15 Pros and only 4 Cons! What a great semester…

Conclusion

I really like this company. I think they have their heart in the right place, and really place customers first while combining this with a strong shareholder orientation.

Recent operating performance has been excellent and, as I said before, I think the fall in share price has more to do with investors panicking and reacting emotionally to PRA’s consultation paper than to the fall in statutory profits. I don’t believe this is such a major concern since JUST is conservative to a fault (as seen by the lack of equity investments in its portfolio) and should easily be able to weather changes in regulatory legislation.

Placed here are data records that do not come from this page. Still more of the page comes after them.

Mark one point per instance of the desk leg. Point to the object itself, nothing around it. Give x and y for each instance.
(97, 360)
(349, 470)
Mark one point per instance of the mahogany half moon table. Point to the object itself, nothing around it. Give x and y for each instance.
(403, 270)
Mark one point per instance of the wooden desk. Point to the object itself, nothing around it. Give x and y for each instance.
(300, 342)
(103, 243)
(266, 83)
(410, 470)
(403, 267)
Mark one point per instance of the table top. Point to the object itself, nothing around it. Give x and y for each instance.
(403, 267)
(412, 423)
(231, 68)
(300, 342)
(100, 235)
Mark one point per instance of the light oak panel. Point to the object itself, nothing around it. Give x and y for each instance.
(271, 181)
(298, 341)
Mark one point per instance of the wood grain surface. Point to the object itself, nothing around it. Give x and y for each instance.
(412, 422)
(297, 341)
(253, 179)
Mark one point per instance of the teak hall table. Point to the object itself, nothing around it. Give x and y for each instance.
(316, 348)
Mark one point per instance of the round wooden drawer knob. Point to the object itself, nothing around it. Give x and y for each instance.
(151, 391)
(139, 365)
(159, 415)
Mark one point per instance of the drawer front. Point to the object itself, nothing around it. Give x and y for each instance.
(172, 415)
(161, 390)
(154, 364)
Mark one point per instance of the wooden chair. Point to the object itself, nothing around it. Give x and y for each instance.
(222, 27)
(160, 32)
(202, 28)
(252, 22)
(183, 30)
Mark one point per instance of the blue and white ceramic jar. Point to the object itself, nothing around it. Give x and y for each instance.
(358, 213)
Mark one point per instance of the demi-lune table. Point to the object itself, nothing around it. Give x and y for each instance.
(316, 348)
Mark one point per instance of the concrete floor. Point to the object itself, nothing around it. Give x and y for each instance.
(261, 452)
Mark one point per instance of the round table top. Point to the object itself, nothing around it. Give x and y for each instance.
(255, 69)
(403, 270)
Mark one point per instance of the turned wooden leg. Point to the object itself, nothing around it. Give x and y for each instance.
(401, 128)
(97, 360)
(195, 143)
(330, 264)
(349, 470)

This was a very easy decision, and JUST went straight into my ‘Yes’ tray. Besides becoming an investor, I might also become a client in the future.

Valuation

The merger between JUST and Partnership is very recent, so I don’t have a long performance track record to check average yearly earnings for the last 5 years and decide what would be an appropriate multiple to pay for those.

One conservative estimate of company value, which is somewhat suitable for insurance companies, is their book value (meaning equity or net assets). IFRS net assets at H1 2018 was £1,768.3m. Since the company has 944.4 million diluted shares outstanding, this gives me a value of 187.24p per share (£1,768.3m/944.4m), more than double its current price of 88.4p (111.8% more, to be exact).

Hence why I was comfortable buying at about 90p, and then buying even more at 70p. I think these prices are ridiculously cheap.